JOHN: First of all, go on-line and find a memory card recovery program — it will be the best purchase under $50 that you will ever make. Memory cards fail and you can recover images even after the card has been reformatted. That is why on an important shoot I will use 2 gig cards so if something goes wrong you don’t lose the shoot. Always shoot Raw and large jpeg. Save the Raw files as every version of Photoshop brings new results to old files.
Make sure to back up your image files on hard drives. I back everything up three times, and I keep one of the hard drives in a different location in case of fire. Obsessive? Maybe! But at least my files will always be safe. Try shooting your camera like it had film in it and you are paying to develop each shot. You don’t have to bracket every exposure. Think about what you are shooting: the ISO, which meter you should use in your camera, the depth of field you want.
Learn all about white balance and how it works. This is the single most important element in digital photography. Never use your camera on auto white balance, ISO and shooting. Shoot at least 50 pictures a day. Learn Photoshop — versions CS3 to CS5. The best camera doesn’t make you the best photographer. You have to learn light and composition to be a better photographer. When working and smoothing skin in Photoshop be careful not to make the model look like a wax figure. Less is more! Learn the concept of lighting in the studio and using natural lighting.
OMP: Do you have any other advice for people who are serious about the business?
JOHN: Read everything you can on photography — study it like a school course. Learn about composition; look at things always imagining how they will look through a lens. Don’t be afraid to experiment with different lenses, exposure and white balances on the same shot.
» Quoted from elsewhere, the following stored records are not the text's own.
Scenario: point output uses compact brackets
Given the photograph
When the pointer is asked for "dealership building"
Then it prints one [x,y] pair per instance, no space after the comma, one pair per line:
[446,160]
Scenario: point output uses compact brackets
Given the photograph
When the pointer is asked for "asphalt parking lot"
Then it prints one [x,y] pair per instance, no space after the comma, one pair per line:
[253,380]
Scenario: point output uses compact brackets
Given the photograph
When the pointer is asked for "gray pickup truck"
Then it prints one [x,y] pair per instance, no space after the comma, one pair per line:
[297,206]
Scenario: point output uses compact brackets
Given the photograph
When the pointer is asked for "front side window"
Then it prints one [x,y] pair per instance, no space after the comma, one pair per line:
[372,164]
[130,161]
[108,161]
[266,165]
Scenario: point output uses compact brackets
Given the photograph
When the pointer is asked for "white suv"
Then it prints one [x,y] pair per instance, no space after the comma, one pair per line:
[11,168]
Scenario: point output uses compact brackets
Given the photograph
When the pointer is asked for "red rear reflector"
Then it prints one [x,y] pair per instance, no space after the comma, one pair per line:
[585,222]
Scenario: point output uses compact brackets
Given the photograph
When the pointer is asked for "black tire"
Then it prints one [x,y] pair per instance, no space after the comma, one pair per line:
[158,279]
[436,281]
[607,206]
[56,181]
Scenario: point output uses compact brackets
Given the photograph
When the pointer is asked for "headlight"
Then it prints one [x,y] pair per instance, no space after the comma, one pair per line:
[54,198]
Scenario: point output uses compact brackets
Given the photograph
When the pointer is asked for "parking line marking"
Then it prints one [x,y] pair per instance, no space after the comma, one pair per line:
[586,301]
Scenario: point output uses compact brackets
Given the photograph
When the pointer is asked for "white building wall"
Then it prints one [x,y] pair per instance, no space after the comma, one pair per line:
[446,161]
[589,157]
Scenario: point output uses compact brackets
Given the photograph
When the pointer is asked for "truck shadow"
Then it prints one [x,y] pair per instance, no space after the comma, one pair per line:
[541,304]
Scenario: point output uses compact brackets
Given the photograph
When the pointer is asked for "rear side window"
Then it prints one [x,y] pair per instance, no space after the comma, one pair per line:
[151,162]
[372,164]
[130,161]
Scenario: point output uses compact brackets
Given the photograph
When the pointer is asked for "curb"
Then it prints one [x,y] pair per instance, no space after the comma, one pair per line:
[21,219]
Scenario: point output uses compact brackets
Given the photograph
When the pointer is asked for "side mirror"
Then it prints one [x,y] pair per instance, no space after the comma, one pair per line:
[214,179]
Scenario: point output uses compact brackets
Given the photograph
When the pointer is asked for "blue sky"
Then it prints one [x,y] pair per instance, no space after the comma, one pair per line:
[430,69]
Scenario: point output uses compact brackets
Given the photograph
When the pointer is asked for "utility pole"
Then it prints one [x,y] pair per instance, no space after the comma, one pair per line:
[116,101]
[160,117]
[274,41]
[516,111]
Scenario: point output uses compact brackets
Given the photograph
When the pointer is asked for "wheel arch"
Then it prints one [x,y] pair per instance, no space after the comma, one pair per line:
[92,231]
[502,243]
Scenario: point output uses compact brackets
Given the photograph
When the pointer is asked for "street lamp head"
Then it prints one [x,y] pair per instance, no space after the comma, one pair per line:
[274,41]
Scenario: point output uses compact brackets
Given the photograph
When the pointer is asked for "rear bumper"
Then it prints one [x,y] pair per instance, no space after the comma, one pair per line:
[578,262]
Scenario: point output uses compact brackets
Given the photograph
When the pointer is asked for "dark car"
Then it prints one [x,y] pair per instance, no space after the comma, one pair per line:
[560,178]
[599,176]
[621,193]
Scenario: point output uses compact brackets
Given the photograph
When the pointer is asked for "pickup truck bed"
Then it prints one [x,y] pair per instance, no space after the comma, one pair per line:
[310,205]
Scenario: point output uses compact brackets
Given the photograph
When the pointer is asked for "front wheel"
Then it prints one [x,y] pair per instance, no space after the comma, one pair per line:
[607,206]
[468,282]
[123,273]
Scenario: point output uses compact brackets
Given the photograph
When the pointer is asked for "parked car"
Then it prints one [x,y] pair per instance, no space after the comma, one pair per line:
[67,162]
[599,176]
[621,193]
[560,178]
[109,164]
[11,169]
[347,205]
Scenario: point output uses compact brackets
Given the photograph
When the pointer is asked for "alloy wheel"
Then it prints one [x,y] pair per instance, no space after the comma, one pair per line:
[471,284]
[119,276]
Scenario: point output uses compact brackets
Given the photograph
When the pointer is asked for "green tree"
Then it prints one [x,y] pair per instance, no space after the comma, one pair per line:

Study the really good pictures you see, and decide what makes them great. Photography has come a long way from the days of carrying two cameras, you now can turn a dial to shoot color turn it again for black and white. Dodge, burn and change exposure and see it instantly in Photoshop. Take a picture and look at it in the screen instead having to wait for film to be developed. Print your pictures on your own printer without having to wait for your print or for an extra week because you wanted an enlargement.
Upload your pictures to share with millions of people with a click of a button. Every day is a new day for photography. Take advantage of it by doing something new and great!